De plus son caractère autobiographique et historique joue un rôle important dans l’acceptation de l’autre, la compréhension du caractère ambivalent d’un récit historique subjectif et enfin la réflexion qu’il engendre sur une probable crise d’identité de son “auteur” est intéressante. En terme de dessin uniquement, on appréciera le jeu du noir et du blanc et de compréhension de son histoire à travers les couleurs. Ainsi, l’analyse des couleurs et du jeu du dessinateur peut être intéressant pour toutes les personnes dont les compétences en art permet la compréhension. La Culture, surtout dans cette période cruciale pour l’avenir de la Tunisie est essentielle. Il ne s’agit pas de se sentir au dessus d’une oeuvre artistique, les peuples n’ont évolué que grâce à ce moyen, et l’Histoire montre que le passé et l’analyse artistique permet de mieux comprendre son présent, d’analyser les mouvances et de réfléchir à partir de la, pour mieux envisager notre futur. L’oeuvre artistique ne peut être censurée, en aucun cas, elle peut certes être critiquée, tout comme la chaine Nessma peut l’être de part son choix de calendrier de publication, mais si l’on censure l’Art, c’est la réflexion qui se voit ainsi amoindrie et c’est l’évolution de la Tunisie son ouverture d’esprit et sa capacité d’adaptation au monde qui l’entoure qui en pâtira.

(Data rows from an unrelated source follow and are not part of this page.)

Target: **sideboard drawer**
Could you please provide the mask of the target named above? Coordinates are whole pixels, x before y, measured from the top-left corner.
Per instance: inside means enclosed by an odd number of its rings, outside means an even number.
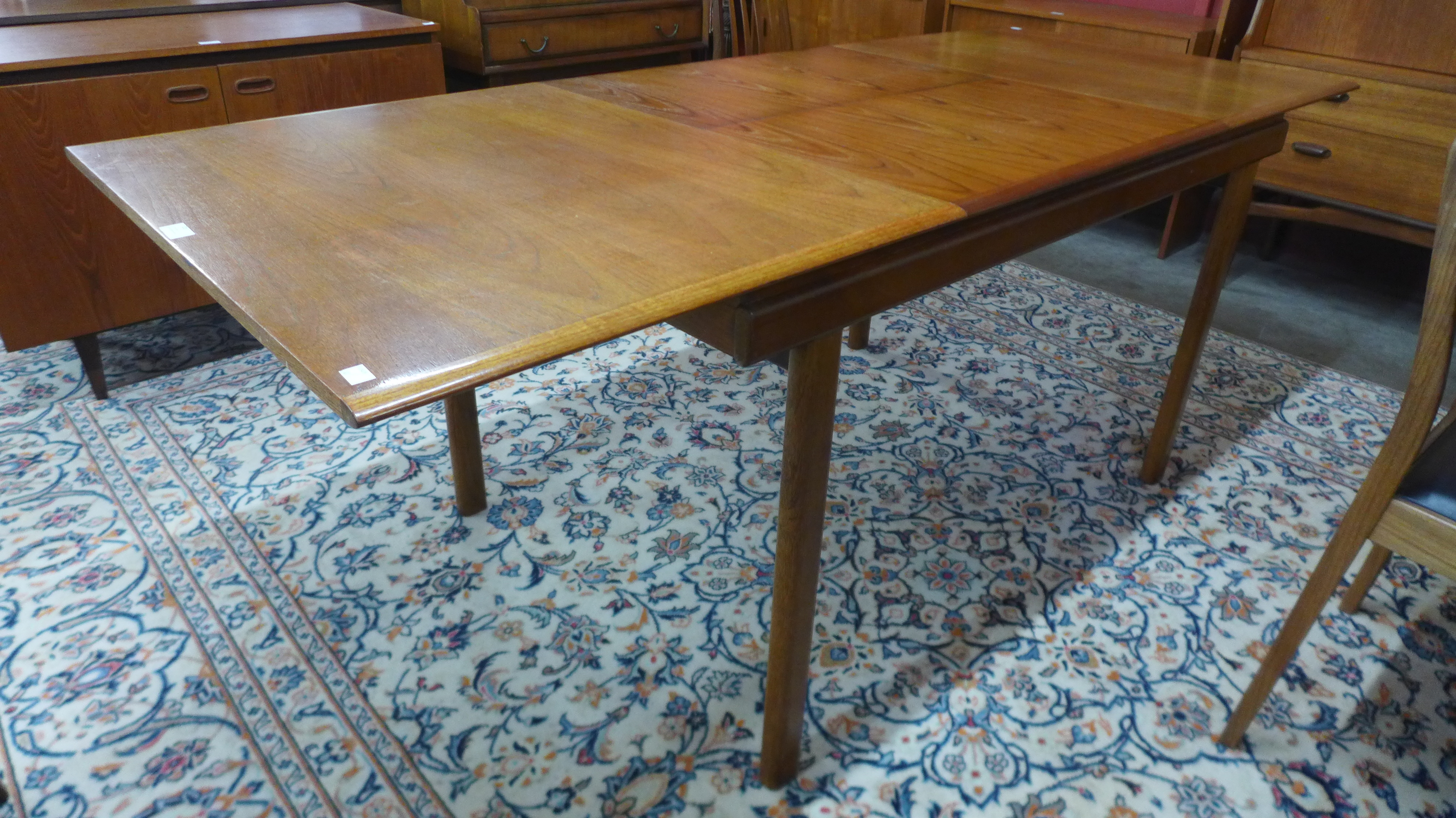
[[[1190,49],[1188,38],[1182,36],[1034,17],[1031,15],[1016,15],[992,9],[973,9],[960,4],[951,4],[946,22],[948,26],[945,31],[1038,33],[1044,36],[1064,36],[1077,42],[1092,42],[1096,45],[1136,48],[1140,51],[1174,51],[1176,54],[1187,54]]]
[[[1284,150],[1259,163],[1258,180],[1434,223],[1444,167],[1439,147],[1290,119]]]
[[[486,64],[702,39],[703,7],[674,6],[485,25]]]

Maintenant si nous devions analyser le dessin animé en lui même qui se découpe donc en 4 tomes, nous pourrions arriver à ce type de conclusion, certes subjective, mais n’est ce pas le sens même de la démocratie et de l’accès à la Culture, cette possibilité pour chacun de créer sa propre opinion ?

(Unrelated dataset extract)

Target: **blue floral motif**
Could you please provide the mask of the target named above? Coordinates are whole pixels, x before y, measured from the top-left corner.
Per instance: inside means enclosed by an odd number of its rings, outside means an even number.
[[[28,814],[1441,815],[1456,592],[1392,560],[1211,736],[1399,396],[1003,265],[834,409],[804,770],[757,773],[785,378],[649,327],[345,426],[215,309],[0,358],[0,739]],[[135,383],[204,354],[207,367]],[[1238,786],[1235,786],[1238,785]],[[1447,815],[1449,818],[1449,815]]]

Le premier tome commence en 1979, Marjane a 8 ans, le contexte s’implante à travers une vision très politisée de l’avant Révolution islamique Iranienne. Elle évolue dans un contexte très difficile car elle doit accepté deux mouvances au sein de sa société et de sa propre famille, ce qui explique une certaine forme de crise identitaire qu’elle incarne et qui semble vouloir représenter la société de l’époque. Elle se veut leader mais elle se veut également torturée par toutes ses crises qui l’entourent et qu’elle ne comprend pas forcement. Elle serait métaphoriquement représentative de l’Iran : entre ses problèmes internes et externes, elle doit s’adapter et subir les nouveaux événements indépendants de sa volonté.

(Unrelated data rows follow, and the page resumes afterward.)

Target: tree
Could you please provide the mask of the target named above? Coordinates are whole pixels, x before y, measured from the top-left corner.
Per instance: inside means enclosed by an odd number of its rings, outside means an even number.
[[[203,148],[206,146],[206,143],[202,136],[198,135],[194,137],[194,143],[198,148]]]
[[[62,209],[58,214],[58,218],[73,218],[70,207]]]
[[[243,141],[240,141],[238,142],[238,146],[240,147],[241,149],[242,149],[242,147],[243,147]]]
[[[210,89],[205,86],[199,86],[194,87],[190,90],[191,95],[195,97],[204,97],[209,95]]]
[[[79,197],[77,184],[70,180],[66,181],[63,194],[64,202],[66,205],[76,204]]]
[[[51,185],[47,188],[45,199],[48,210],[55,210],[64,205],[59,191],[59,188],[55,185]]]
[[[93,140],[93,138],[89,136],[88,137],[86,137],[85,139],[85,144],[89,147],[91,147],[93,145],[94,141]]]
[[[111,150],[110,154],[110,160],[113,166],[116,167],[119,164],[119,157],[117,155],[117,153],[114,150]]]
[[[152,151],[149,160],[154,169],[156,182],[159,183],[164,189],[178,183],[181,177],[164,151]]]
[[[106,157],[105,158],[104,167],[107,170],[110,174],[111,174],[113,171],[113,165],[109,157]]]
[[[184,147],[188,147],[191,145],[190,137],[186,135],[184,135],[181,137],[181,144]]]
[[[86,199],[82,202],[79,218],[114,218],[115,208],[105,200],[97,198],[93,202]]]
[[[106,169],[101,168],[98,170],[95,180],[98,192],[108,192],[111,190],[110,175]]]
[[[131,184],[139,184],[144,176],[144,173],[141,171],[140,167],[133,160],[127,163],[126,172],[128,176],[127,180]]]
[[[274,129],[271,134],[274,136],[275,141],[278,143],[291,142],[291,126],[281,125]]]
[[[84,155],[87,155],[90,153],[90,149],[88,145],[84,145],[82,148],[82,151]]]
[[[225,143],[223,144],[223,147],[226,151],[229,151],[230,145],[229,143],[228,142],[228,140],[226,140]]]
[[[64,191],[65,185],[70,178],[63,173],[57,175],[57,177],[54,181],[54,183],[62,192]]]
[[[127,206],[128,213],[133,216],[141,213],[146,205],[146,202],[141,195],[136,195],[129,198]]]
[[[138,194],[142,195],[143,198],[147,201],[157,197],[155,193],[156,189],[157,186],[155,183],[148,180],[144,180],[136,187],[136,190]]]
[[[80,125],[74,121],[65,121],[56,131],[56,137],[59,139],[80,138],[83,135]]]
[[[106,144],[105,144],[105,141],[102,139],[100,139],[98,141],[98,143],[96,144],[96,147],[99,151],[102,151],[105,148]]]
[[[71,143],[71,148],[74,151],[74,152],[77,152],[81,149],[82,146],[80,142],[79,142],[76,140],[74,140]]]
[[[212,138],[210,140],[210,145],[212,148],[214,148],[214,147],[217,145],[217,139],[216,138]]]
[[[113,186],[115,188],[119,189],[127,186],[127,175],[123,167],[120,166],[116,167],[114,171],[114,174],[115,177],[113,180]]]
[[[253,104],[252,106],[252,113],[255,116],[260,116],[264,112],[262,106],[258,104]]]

Le deuxième tome débute par une rupture, celle qui unie l’Iran et les Etats-Unis. La Culture est un élément central de ce second volet, en effet Marjane voit les universités fermer, une sorte de sonnette d’alarme tirée par l’auteur, qui veut montrer par la l’importance de la Culture et sa condamnation quant à la Censure collective ! Ensuite le coté très autobiographique et donc subjectif du dessin animé prend tout son sens, l’auteur dénonce pendant les 8 années de guerres l’endoctrinement et l’aveuglement de la jeunesse, mais cela n’appartient qu’a lui de l’avoir ressenti comme tel, encore une fois, c’est une oeuvre autobiographique. Marjane souffre alors véritablement de la censure, de l’interdiction et de sa difficulté à s’affirmer en tant que jeune femme et de se positionner par rapport à la société et à sa propre famille.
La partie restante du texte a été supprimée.